8 Conclusions and further work

This paper first provides a critical survey of propositionalization and embedding techniques, especially relevant for relational learning and inductive learning programming. While both data approaches, propositionalization and embeddings, aim at transforming data into the tabular data format, the research papers describing the approaches use different terminology and task definitions, claim to have different goals, and are used in very different contexts. In this paper, we define the main categories of data transformation techniques based on the representation they use and approaches employed. Propositionalization approaches produce tabular data from multirelational databases as well as from a mixture of tabular data and background knowledge in the form of logic programs or networked data, including ontologies. Knowledge stored in graphs can be assessed with community detection and graph traversal methods. Relations described with similarity matrices are encoded in a numeric form using matrix factorization. Currently, the most promising approach to data transformations are neural networks based methods which can be applied to text, graphs, and other entities for which we can define a suitable similarity function.

One of the main strategic problems machine learning has to solve is better integration of knowledge and models across different domains and representations. While the research area of embeddings can unify different representations in a numeric space, symbolic learning may be an essential ingredient for integration of different knowledge areas. We see our PropStar approach that combines advantages of propositionalization and neural embeddings in the same data fusion pipeline as a step in that direction.

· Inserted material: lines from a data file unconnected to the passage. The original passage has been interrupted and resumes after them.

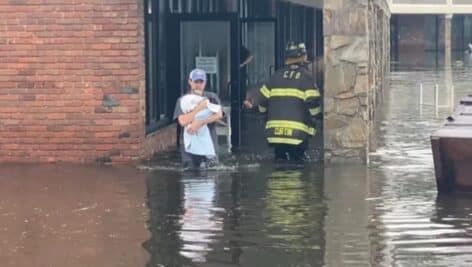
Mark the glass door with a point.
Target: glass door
(258, 37)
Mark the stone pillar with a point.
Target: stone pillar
(355, 56)
(447, 39)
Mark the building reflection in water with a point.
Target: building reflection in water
(268, 217)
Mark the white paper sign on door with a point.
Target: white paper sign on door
(208, 64)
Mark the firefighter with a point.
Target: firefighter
(291, 101)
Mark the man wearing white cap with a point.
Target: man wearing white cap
(192, 123)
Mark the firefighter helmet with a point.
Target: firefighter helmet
(295, 49)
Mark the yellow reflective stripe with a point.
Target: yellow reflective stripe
(315, 111)
(265, 91)
(262, 109)
(290, 124)
(278, 140)
(291, 92)
(312, 93)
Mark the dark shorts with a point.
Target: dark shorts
(290, 152)
(195, 161)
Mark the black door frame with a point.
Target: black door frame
(173, 63)
(276, 47)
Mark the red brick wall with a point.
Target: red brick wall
(71, 80)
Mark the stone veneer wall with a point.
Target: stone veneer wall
(357, 39)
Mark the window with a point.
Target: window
(157, 113)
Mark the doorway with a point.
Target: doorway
(210, 42)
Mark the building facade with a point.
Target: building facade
(96, 80)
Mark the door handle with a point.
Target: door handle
(271, 69)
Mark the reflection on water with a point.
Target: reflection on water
(387, 214)
(269, 217)
(411, 225)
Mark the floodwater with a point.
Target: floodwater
(249, 212)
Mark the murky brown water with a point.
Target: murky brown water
(251, 212)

The first minor contribution of the paper is that our exposition is based on three cognitive representation levels introduced by Gärdenfors (2000), i.e. neural, spatial, and symbolic. As most of human knowledge is stored in the symbolic form, while the most powerful machine learning algorithms take as input spatial representations, this explains a plethora of techniques that transform other forms of human knowledge into the spatial representation space. The next contribution is the unifying framework in which we describe propositionalization and embedding techniques in terms of their joint properties and their differences. We show how the propositionalization techniques can be merged with deep neural network based embedding to produce a joint embedding, such that spatial representation can be used with any deep learning algorithm and the predictions can be comprehensively explained. The main contributions of our work are thus the two implementations that merge propositionalization and embeddings in the same unifying methodology. The first is an efficient reimplementation of existing Deep Relational Machines, while the second one is the novel Deep Propositionalization algorithm. We also contribute an experimental evaluation of the two algorithms and show favorable results in terms of predictive performance, as well as time and space requirements. The source code of both algorithms, DeepProp and PropDRM, is publicly available.Footnote 10

In further work, it is worth investigating the integration of symbolic and deep learning, considering them as multitask learning approaches which try to integrate many different learning tasks and use embeddings as input representations. The issue is that different embedding methods have so far only been used in isolation. We already address this challenge in the current work of the authors, where we combine complementary embedding methods from different classes: in particular, to use network traversal methods to produce initial embeddings that are then refined using a deep neural network (Škrlj et al. 2019).